3.16.7-ckt26 -stable review patch. If anyone has any objections, please let me know.

---8<------------------------------------------------------------

From: Nicholas Bellinger <nab@xxxxxxxxxxxxxxx>

commit febe562c20dfa8f33bee7d419c6b517986a5aa33 upstream.

This patch fixes a NULL pointer se_cmd->cmd_kref < 0
refcount bug during TMR LUN_RESET with active se_cmd
I/O, that can be triggered during se_cmd descriptor
shutdown + release via core_tmr_drain_state_list() code.

To address this bug, add common __target_check_io_state()
helper for ABORT_TASK + LUN_RESET w/ CMD_T_COMPLETE
checking, and set CMD_T_ABORTED + obtain ->cmd_kref for
both cases ahead of last target_put_sess_cmd() after
TFO->aborted_task() -> transport_cmd_finish_abort()
callback has completed.

It also introduces SCF_ACK_KREF to determine when
transport_cmd_finish_abort() needs to drop the second
extra reference, ahead of calling target_put_sess_cmd()
for the final kref_put(&se_cmd->cmd_kref).

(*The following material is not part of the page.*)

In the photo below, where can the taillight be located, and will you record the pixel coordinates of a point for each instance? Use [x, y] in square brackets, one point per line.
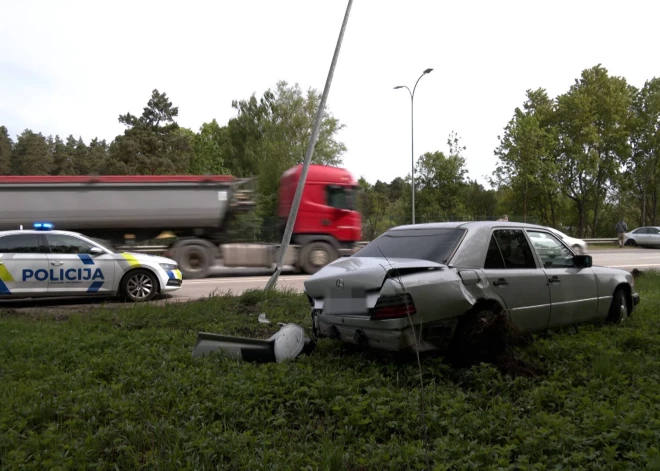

It also updates transport_cmd_check_stop() to avoid
holding se_cmd->t_state_lock while dropping se_cmd
device state via target_remove_from_state_list(), now
that core_tmr_drain_state_list() is holding the
se_device lock while checking se_cmd state from
within TMR logic.

Finally, move transport_put_cmd() release of SGL +
TMR + extended CDB memory into target_free_cmd_mem()
in order to avoid potential resource leaks in TMR
ABORT_TASK + LUN_RESET code-paths. Also update
target_release_cmd_kref() accordingly.

Reviewed-by: Quinn Tran <quinn.tran@xxxxxxxxxx>
Cc: Himanshu Madhani <himanshu.madhani@xxxxxxxxxx>
Cc: Sagi Grimberg <sagig@xxxxxxxxxxxx>
Cc: Christoph Hellwig <hch@xxxxxx>
Cc: Hannes Reinecke <hare@xxxxxxx>
Cc: Andy Grover <agrover@xxxxxxxxxx>
Cc: Mike Christie <mchristi@xxxxxxxxxx>
Signed-off-by: Nicholas Bellinger <nab@xxxxxxxxxxxxxxx>
[ luis: backported to 3.16: used Nicholas' backport to 3.14 ]
Signed-off-by: Luis Henriques <luis.henriques@xxxxxxxxxxxxx>
---
drivers/target/target_core_tmr.c | 64 +++++++++++++++++++++++---------
drivers/target/target_core_transport.c | 67 +++++++++++++++-------------------
2 files changed, 76 insertions(+), 55 deletions(-)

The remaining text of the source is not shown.